Colon Surgery Risk With Corticosteroids Versus Immunomodulators or Biologics in Inflammatory Bowel Disease Patients With Clostridium difficile Infection.
Inflamm Bowel Dis. 2018 Sep 26;:
Authors: Solanky D, Pardi DS, Loftus EV, Khanna S
Background: Inflammatory bowel disease (IBD) is an independent risk factor for Clostridium difficile infection (CDI), and CDI often precipitates IBD exacerbation. Because CDI cannot be distinguished clinically from an IBD exacerbation, management is difficult. We aimed to assess factors associated with adverse outcomes in IBD with CDI, including the role of escalating or de-escalating IBD therapy and CDI treatment.
Methods: Records for patients with IBD and CDI from 2008 to 2013 were abstracted for variables including IBD severity before CDI diagnosis, CDI management, subsequent IBD exacerbation, CDI recurrence, and colon surgery. Colon surgery was defined as resection of any colonic segment within 1 year after CDI diagnosis.

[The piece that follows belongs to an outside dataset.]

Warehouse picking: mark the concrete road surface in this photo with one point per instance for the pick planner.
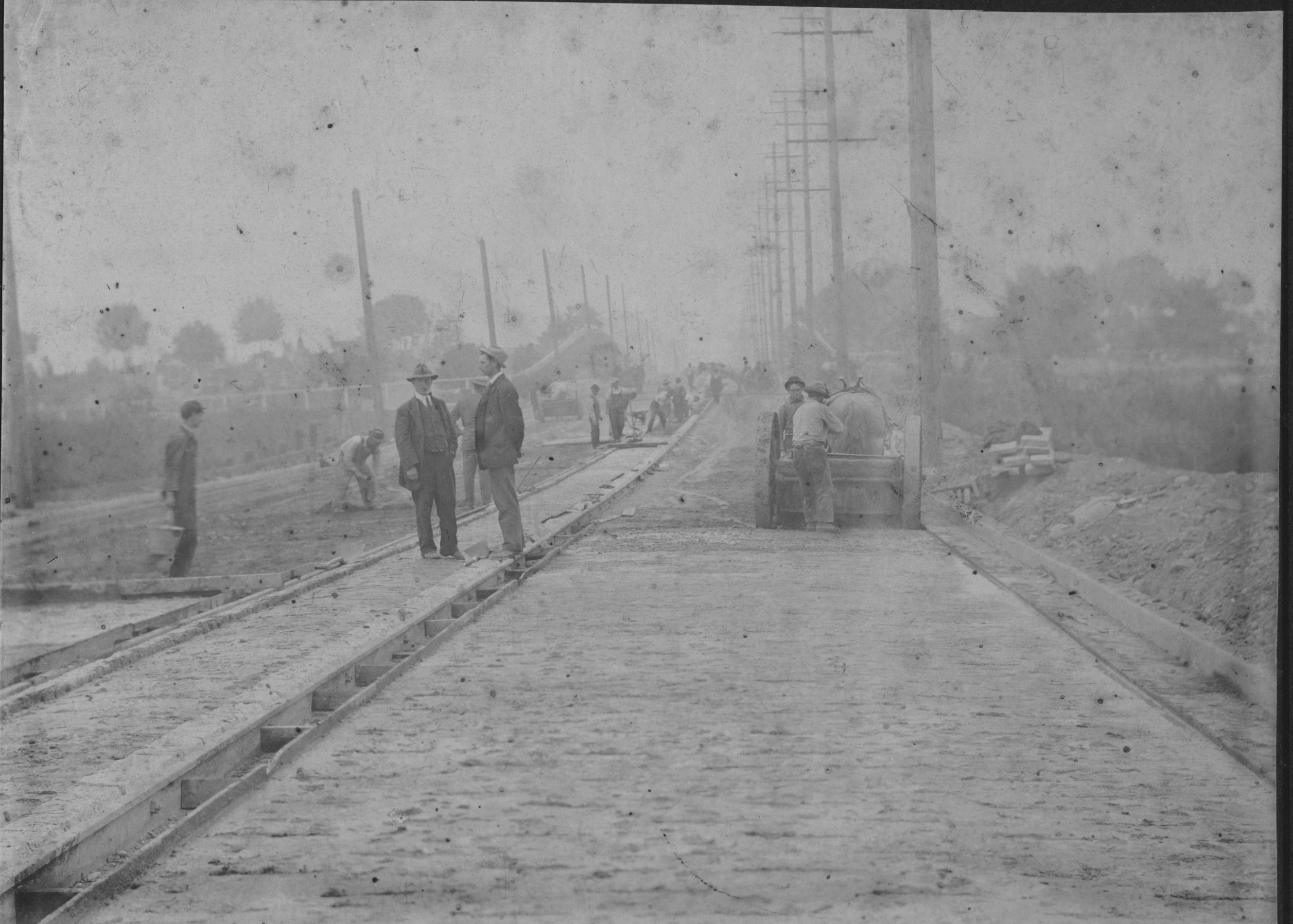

Results: We included 137 IBD patients (median age, 46 years; 55% women): 70 with ulcerative colitis (51%), 63 with Crohn’s disease (46%), and 4 with indeterminate colitis (3%). Overall, 70% of CDIs were mild-moderate, 14% were severe, and 15% were severe-complicated. Clostridium difficile infection treatment choice did not vary by infection severity (P = 0.27). Corticosteroid escalation (odds ratio [OR], 5.94; 95% confidence interval [CI], 2.03-17.44) was a positive predictor of colon surgery within 1 year after CDI; older age (OR, 0.09; 95% CI, 0.01-0.44) was a negative predictor. Modifying the corticosteroid regimen did not affect CDI recurrence or risk of future IBD exacerbation. Adverse outcomes did not differ with CDI antibiotic regimens or biologic or immunomodulator regimen modification.
Conclusions: Corticosteroid escalation for IBD during CDI was associated with higher risk of colon surgery. Type of CDI treatment did not influence IBD outcomes. Prospective studies are needed to further elucidate optimal management in this high-risk population. 10.1093/ibd/izy291_video1izy291.video15840444308001.